# fav tec for ice out catfish



## WISH IT WAS YOU (Jul 25, 2006)

well now that the ice is coming to a end what are your fav ways to hook on to catfish right after ice out 
well mine would have to be fishing skeeter with a normal split shot and night crawler still fishing or slow drifting in the 15-20 ft range


----------



## tcba1987 (Jun 22, 2004)

in lakes i like to go to the back of a wind blown bay and fish the shallow flats where the dead shad are getting pushed into the corner of the bay by the wind. i use SHAD of course on a standard bottom rig !!!

in Rivers i use cut shad and fish the first deeper area below sandbars or fish the outside bends in deeper areas.


----------



## joadb (Feb 19, 2007)

cut shad is key to catching cats right now.


----------



## poormanspalmbeachfishing (Feb 19, 2007)

can large minnows / shiners (3-4") be used in place of the cut shad or chubs? i have no real way of catching any shad right now - so i guess these would be my next options - would i hook them thru the dorsal fin or the lower jaw thru upper jaw?


----------



## tcba1987 (Jun 22, 2004)

id use cut bait right now not live bait !!! but thats up to you, i NEVER catch any cats for about another 3 weeks !!! this year im gonna get out earlier so im hoping to catch some cats SOON !!!


----------



## poormanspalmbeachfishing (Feb 19, 2007)

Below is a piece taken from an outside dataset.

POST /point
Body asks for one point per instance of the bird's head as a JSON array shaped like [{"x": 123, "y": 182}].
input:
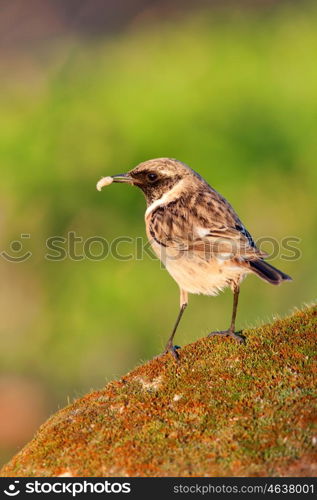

yeah, just trying to think of some ideas - never fished with live bait much other than for bass in the farm ponds ive always used stink baits / night crawlers for cats. time to step it up and get to the real deal..


----------



## joadb (Feb 19, 2007)

natural bait is always the best option in my opinion.shiners will work right now if you cant catch shad,though not as well i dont think but i did catch them last year at this time on shiners.I fish with two rods and i usually hook one shiner through the thick part of the tail-one right through the eyeballs[they will live like this 4 awhile].let the fish tell you how they want the bait and ajust.


----------